Es war zwei Tage später, als Erlan wieder auf seiner Bank saß und versonnen auf die Sindel starrte. Selissa und er hatten dort früher oft kleine Rindenboote fahren lassen. Er wurde durch Schritte aus seinen Gedanken gerissen. Angunde und Halmar waren herangetreten. Erlan nickte ihnen traurig zu. Die beiden hatten noch mehr gelitten als er selbst. Angunde und Selissa hatten stets ein enges Verhältnis gehabt und Halmar hatte seine Frau abgöttisch geliebt. „Erlan, wir gehen fort.“ begann Angunde. „Ich gehe zurück nach Rakulbruck und Halmar will mit den Kindern zu seiner Familie ziehen.“ „Ich verstehe das“, antwortete Erlan. „Hier gibt es zu viele Erinnerungen.“
„Ich glaube nicht, dass du uns verstehst, Erlan.“ fuhr Halmar fort „Wir gehen nicht, um Abstand von Selissas Erinnerungen zu finden, sondern von dir. Es war dein Machtstreben, das Selissa zu dem Zweikampf mit der Salzmärkerin geführt hat und sowohl der Tod des Mädchens, als auch Selissas Tod sind darum auch deine Schuld. Ich möchte nie wieder etwas von dir hören und ich möchte auch, dass du dich von den Mädchen fernhältst. Dein Aufstiegsdenken hat dieser Familie schon genug Trauer beschert.“ Erlan wusste nicht, was er antworten sollte. Er war zu überrascht. Auch er hatte sich in seinen Gedanken bereits eine Mitschuld an Selissas Tod gegeben, aber dies hatte er nicht erwartet. Halmar würde er kaum eine Träne nachweinen, war er Erlan mit seinem Künstlerdenken immer fremd geblieben, doch die Mädchen waren ihm ans Herz gewachsen und es schmerzte ihn, dass er sie nicht wiedersehen würde. Angunde fuhr fort, als Erlan keine Antwort gab. „Auch ich werde meiner eigenen Wege gehe. Uns verbindet unser Großvater, aber ich werde meine eigenen Wege gehen. Es ist genug Blut unserer Familie geflossen. Wenn du magst, kannst du dein eigenes vergießen, aber ich werde dir nicht zur Verfügung stehen. Selissas Tod kann ich dir nicht verzeihen.“ Erlan nickte nur schwer. Ihm gingen viele Antworten durch den Kopf, aber keine schien passend zu sein. Angunde verdankte ihren Titel seinem Geschick und Halmar hatte er lange hier im Dachsbau mit durchgefüttert, aber nun war diese Dankbarkeit verschwunden. Es war Angbarts Schuld, dass Selissa nun neben ihrer Mutter lag!
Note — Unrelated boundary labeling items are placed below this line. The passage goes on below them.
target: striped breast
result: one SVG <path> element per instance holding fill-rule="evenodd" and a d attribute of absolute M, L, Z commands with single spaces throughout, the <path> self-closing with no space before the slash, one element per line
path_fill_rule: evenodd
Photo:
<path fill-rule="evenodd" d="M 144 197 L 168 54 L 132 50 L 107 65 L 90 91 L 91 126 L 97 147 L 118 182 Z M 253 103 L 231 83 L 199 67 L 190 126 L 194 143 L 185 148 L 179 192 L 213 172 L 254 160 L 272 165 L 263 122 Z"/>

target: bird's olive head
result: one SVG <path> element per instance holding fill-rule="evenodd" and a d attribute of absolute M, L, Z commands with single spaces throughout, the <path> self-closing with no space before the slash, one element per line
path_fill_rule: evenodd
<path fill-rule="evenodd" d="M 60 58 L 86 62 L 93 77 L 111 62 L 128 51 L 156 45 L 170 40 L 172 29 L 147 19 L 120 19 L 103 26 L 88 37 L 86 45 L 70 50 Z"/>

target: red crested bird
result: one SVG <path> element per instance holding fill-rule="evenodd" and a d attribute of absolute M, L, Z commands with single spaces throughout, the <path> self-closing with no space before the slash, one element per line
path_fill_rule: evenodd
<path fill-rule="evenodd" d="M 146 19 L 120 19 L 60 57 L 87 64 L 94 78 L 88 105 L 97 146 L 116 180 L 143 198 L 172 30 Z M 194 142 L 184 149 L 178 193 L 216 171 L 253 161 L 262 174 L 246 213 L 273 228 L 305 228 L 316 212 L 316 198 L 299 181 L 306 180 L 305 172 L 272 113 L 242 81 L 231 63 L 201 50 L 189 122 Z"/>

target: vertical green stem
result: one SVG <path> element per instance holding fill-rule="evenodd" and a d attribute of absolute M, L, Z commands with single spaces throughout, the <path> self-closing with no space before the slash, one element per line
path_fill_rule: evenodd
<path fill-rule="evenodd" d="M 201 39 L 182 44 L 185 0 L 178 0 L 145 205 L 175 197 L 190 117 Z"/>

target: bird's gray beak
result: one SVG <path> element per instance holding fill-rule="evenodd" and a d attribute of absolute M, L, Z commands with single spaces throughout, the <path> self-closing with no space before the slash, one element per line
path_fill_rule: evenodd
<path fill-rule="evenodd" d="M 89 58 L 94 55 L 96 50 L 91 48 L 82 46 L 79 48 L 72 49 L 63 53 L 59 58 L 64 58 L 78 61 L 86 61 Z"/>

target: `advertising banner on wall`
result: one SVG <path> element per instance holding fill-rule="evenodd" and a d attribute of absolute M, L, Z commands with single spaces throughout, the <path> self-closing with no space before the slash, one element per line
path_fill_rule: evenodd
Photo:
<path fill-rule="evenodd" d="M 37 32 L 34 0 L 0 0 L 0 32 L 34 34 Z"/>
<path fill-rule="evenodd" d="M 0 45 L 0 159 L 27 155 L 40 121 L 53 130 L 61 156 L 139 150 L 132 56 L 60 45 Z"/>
Schwermütig blickte er ihnen nach. Er konnte nur hoffen, dass sie ihre Meinung eines Tages ändern würden, aber für den Moment sah es nicht danach aus.
Erlan ging der Wunsch nach Rache durch den Kopf, doch was würde ihm ein Schlag gegen die Salzmärker bringen? Nichts vermutlich. Dank ihres neuen Standes bei Graf Wilbur würde dieser sicher intervenieren und Angbart einfach aufzulauern und zu ermorden war ja auch nicht gerade die feine Koscher Art.